Experimental determination of thermal conductivity and viscosity of different nanofluids and its effect on a hybrid solar collector

In this research, three different volume concentrations (phi = 0.05, 0.1 and 0.2%) of Al2O3/water, CuO/water and Al2O3-CuO/water (50:50) nanofluids are prepared by adopting a two-step nanofluid preparation method. Al2O3 and CuO nanoparticles with the average diameter of 50 nm and 27 nm were dispersed in distilled water. The thermal conductivity and viscosity of prepared nanofluids are measured for different temperatures by using KD2 Pro thermal property analyzed and Brookfield viscometer, respectively. The effects of nanofluids on the thermal, electrical and overall efficiency of photovoltaic thermal (PVT) solar collector are also studied. The experimental results revealed that the thermal conductivity and viscosity increase with the increase in percentage volume concentration and viscosity decreases with the increase in temperature.
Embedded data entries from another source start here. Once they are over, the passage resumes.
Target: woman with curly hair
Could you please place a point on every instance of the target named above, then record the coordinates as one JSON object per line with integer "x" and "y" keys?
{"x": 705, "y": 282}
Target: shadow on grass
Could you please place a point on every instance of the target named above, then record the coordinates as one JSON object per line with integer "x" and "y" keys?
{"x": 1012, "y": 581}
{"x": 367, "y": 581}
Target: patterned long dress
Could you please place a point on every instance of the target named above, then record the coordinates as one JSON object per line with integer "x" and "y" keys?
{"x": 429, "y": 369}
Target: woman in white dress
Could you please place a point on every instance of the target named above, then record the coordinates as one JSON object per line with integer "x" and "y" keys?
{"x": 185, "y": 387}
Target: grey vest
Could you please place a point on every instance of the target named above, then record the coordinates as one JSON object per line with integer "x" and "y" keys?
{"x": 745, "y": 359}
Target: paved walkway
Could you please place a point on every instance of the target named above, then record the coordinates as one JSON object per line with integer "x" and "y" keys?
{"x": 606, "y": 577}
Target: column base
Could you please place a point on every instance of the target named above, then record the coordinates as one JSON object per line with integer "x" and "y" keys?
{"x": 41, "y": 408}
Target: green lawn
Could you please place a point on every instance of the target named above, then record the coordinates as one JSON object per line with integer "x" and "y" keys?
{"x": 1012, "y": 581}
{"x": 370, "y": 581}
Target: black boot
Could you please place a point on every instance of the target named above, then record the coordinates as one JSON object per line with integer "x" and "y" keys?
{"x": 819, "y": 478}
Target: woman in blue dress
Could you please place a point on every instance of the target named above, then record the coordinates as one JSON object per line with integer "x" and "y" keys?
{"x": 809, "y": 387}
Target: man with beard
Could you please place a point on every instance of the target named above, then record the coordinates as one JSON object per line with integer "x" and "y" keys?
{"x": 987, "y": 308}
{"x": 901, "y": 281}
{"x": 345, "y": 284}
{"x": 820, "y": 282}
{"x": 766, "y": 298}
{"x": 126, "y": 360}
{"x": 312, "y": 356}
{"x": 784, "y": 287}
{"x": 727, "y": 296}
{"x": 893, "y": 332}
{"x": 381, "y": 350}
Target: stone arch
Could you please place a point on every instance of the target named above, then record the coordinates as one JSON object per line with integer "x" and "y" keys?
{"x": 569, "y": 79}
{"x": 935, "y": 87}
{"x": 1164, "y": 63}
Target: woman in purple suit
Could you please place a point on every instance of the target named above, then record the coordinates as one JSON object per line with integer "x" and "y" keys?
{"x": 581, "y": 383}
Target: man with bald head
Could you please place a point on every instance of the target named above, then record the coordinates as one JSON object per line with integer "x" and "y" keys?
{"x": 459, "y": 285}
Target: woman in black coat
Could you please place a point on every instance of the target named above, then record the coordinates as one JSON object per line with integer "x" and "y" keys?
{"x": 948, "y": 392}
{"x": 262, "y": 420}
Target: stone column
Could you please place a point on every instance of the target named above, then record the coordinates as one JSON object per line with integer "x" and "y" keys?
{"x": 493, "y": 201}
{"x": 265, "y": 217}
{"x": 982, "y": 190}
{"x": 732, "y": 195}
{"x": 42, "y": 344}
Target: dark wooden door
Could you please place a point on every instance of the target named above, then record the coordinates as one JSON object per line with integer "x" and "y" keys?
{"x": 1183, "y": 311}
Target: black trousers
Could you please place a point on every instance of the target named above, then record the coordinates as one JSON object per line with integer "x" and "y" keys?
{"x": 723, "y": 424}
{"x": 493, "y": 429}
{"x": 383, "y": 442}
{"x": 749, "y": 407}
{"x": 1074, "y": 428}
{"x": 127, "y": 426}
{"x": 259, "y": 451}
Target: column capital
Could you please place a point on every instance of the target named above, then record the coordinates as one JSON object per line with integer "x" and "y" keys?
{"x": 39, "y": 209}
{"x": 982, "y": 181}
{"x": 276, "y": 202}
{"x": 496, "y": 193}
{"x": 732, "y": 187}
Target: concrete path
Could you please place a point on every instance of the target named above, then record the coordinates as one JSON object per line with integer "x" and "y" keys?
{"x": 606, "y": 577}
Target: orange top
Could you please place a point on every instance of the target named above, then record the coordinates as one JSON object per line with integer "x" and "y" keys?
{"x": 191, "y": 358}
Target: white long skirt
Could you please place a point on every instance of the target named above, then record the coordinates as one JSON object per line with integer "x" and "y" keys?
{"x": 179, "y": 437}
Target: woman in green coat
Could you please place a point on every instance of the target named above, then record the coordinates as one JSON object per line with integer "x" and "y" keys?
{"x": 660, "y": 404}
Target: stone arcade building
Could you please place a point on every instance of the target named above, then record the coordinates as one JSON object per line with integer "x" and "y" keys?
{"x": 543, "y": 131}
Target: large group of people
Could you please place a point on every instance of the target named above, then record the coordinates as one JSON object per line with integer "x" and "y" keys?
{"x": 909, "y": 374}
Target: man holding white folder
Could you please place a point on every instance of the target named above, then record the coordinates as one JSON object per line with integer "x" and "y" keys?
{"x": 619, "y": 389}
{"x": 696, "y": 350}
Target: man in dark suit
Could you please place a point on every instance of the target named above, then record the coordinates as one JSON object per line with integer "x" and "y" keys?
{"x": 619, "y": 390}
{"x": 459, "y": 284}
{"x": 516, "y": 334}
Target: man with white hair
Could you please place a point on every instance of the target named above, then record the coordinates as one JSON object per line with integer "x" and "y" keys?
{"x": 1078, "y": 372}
Furthermore, the obtained maximum thermal and electrical efficiencies of a PVT solar collector for 0.2% volume concentration of hybrid nanofluids are 82% and 15%, respectively, at peak solar radiation. The highest overall efficiency of a PVT collector with .2% volume concentration of hybrid nanofluid was 97% at peak solar radiation. Results recommend that nanofluids can be used as a heat transfer in PVT solar collector.